Get a good controlling MCU that has at least one DAC. Use the controlling MCU to write a DAC signal to the analog output pin and connect that pin and ground to the SimpleFOC to form a simple differential pair, use a shielded twisted pair two-stranded cable and read the analog signal on one of the analog pins of the SimpleFOC MCU as part of the main control lop. Forget about PWM, algorithms, protocols, etc. Keep it really simple. Then do a simple rounding by removing the last two bits (if 10 bit, get it down to 8 bit) to make sure you get rid of the noise and you get 128 steps in each direction. That’s way more than you’ll ever need for a haptic feedback pedal.

For example, ESP32 has two 8-bit DAC channels. STM32F446xC/E have two 12-bit DACs. Arduino DUE has two DACs.

Or, if you are using the classical Arduino such as UNO, I’m a huge fan of hardware solutions. Output normal 32kHz PWM and use a simple low-pass RC filter to convert to analog then use the ADC trick. You need however be careful because of the transient response time of the filter. Also the UNO works on 5V so you may get a little problem there making sure you match the voltages. Or you could go the king’s road and use a DAC chip? May be an overkill.


very good points, but an analog signal over a pwm?

I have Esp32s, Stm3xfxxx’s, arduino due’s and i have some Pwm to Dac converters.

so then basically i would only need code that would run of a potentiometer basically lol

I just need to be able to control torque/ force.

1 Like

Correct. Keep it simple.

So you’re wanting to read a 490.2Hz PWM signal? At a frequency that low, I’d just use an interrupt to measure the high and low time period rather than bothering with conversion to and from analog. Something like this (untested):

// Can be changed at any time by interrupt handler
// Range -1.0 to +1.0, sign depending on state of dir pin
volatile float pwmDuty = 0;

void PWMInputInterrupt() {
  static uint32_t startTime = 0, lowTime = 0;
  uint32_t curTime = micros();
  if (digitalRead(PWM_INPUT_PIN)) // Pin transitioned from low to high
    lowTime = curTime - startTime;
  else { // Pin transitioned from high to low
    uint32_t highTime = curTime - startTime;
    pwmDuty = (float)highTime / (lowTime + highTime);
    if (digitalRead(DIR_PIN))
      pwmDuty = -pwmDuty;
  startTime = curTime;

setup() {
  pinMode(DIR_PIN, INPUT);
  attachInterrupt(digitalPinToInterrupt(PWM_INPUT_PIN), PWMInputInterrupt, CHANGE);

EDIT: Added check for dir pin as well. I chose dir=0 forward, dir=1 reverse, but of course you can invert that if you want.

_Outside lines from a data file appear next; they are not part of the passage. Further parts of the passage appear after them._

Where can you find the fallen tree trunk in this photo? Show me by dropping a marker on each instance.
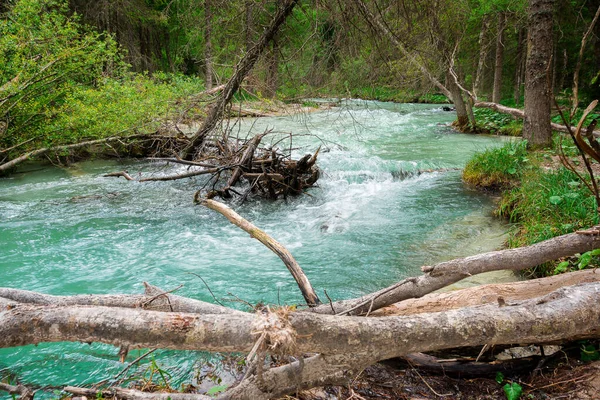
(242, 69)
(292, 265)
(485, 294)
(448, 272)
(517, 113)
(154, 299)
(566, 314)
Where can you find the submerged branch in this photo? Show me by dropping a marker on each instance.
(292, 265)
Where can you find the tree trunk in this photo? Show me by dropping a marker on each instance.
(519, 66)
(487, 294)
(208, 56)
(515, 112)
(482, 55)
(242, 69)
(497, 92)
(536, 126)
(343, 343)
(462, 115)
(273, 69)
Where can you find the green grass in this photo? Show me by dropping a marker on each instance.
(497, 169)
(542, 203)
(545, 205)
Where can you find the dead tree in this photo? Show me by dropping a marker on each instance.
(242, 69)
(339, 345)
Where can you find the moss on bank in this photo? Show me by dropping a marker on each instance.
(542, 199)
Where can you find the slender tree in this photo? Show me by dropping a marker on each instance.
(497, 93)
(536, 125)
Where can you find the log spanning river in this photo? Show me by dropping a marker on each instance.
(380, 211)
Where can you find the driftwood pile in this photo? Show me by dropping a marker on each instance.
(268, 172)
(242, 168)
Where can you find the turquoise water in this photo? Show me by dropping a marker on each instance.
(368, 223)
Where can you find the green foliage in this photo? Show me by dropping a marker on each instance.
(499, 378)
(547, 204)
(513, 391)
(589, 259)
(46, 56)
(497, 168)
(154, 374)
(98, 112)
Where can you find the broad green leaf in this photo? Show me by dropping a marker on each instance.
(585, 259)
(216, 390)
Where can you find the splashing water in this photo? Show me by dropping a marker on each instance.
(376, 216)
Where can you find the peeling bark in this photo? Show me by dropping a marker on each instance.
(485, 294)
(292, 265)
(155, 299)
(540, 320)
(448, 272)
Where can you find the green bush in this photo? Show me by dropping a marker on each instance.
(547, 204)
(497, 169)
(99, 112)
(45, 56)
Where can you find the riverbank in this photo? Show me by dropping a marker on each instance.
(540, 196)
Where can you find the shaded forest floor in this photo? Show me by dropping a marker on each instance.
(570, 379)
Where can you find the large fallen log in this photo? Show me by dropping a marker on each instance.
(448, 272)
(154, 299)
(490, 293)
(290, 262)
(566, 314)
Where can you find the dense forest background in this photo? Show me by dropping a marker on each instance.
(68, 68)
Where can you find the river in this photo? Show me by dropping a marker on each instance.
(371, 221)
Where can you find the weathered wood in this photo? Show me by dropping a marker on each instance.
(254, 176)
(292, 265)
(346, 344)
(515, 112)
(486, 294)
(448, 272)
(131, 394)
(242, 69)
(245, 159)
(566, 314)
(154, 299)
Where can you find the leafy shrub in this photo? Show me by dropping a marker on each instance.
(498, 168)
(99, 112)
(45, 56)
(548, 204)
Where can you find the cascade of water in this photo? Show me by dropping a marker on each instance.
(377, 215)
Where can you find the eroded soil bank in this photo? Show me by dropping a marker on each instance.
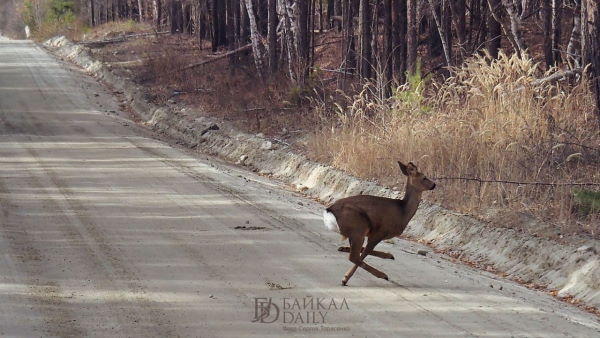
(570, 271)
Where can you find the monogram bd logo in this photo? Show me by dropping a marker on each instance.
(307, 310)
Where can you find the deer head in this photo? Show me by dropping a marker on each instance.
(415, 178)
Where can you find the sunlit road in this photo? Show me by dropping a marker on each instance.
(105, 231)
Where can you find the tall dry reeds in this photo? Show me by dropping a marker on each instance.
(491, 119)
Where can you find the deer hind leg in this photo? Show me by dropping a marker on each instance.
(380, 254)
(357, 259)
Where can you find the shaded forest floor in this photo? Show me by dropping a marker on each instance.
(445, 129)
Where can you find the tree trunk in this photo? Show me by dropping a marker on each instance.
(460, 22)
(548, 43)
(140, 17)
(556, 29)
(494, 34)
(515, 25)
(574, 46)
(272, 36)
(365, 39)
(92, 13)
(388, 58)
(257, 47)
(156, 13)
(399, 39)
(412, 42)
(302, 38)
(591, 45)
(441, 27)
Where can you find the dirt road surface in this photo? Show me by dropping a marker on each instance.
(105, 231)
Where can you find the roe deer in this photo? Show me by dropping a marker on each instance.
(377, 218)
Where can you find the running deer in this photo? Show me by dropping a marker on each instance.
(377, 218)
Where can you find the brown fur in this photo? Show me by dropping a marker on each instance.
(377, 218)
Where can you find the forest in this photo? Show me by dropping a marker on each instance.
(499, 98)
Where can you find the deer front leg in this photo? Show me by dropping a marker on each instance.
(355, 247)
(380, 254)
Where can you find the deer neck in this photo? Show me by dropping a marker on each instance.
(412, 198)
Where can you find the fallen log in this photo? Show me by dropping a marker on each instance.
(218, 57)
(120, 39)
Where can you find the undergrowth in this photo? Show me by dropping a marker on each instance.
(490, 120)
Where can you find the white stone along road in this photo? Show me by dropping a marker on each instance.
(105, 231)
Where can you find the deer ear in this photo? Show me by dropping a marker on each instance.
(403, 168)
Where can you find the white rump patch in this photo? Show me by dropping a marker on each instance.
(330, 221)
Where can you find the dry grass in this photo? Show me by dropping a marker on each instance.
(489, 120)
(116, 28)
(72, 29)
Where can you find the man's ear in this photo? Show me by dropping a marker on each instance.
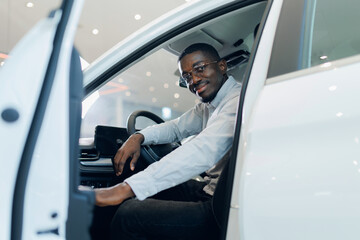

Also, this code assumes that the PWM cycle begins with the low period and ends with the high period. If there can be large instantaneous changes of duty, then you need to know for sure that this is correct, else you’ll get the low period from one cycle and high period from the next cycle, and the calculated duty will be wrong.

Personally, I like the idea of a “PWMDirListener”, as it would open a door to compatibility with a huge amount of standard RC gear. Something like this would be a requirement for a SimpleFOC based RC-ESC if it were aiming to be compatible with standard receivers, etc…

However, I think the code will have to be a little more complex, to take into account that there can be different pulse-widths, minimum and maximum values.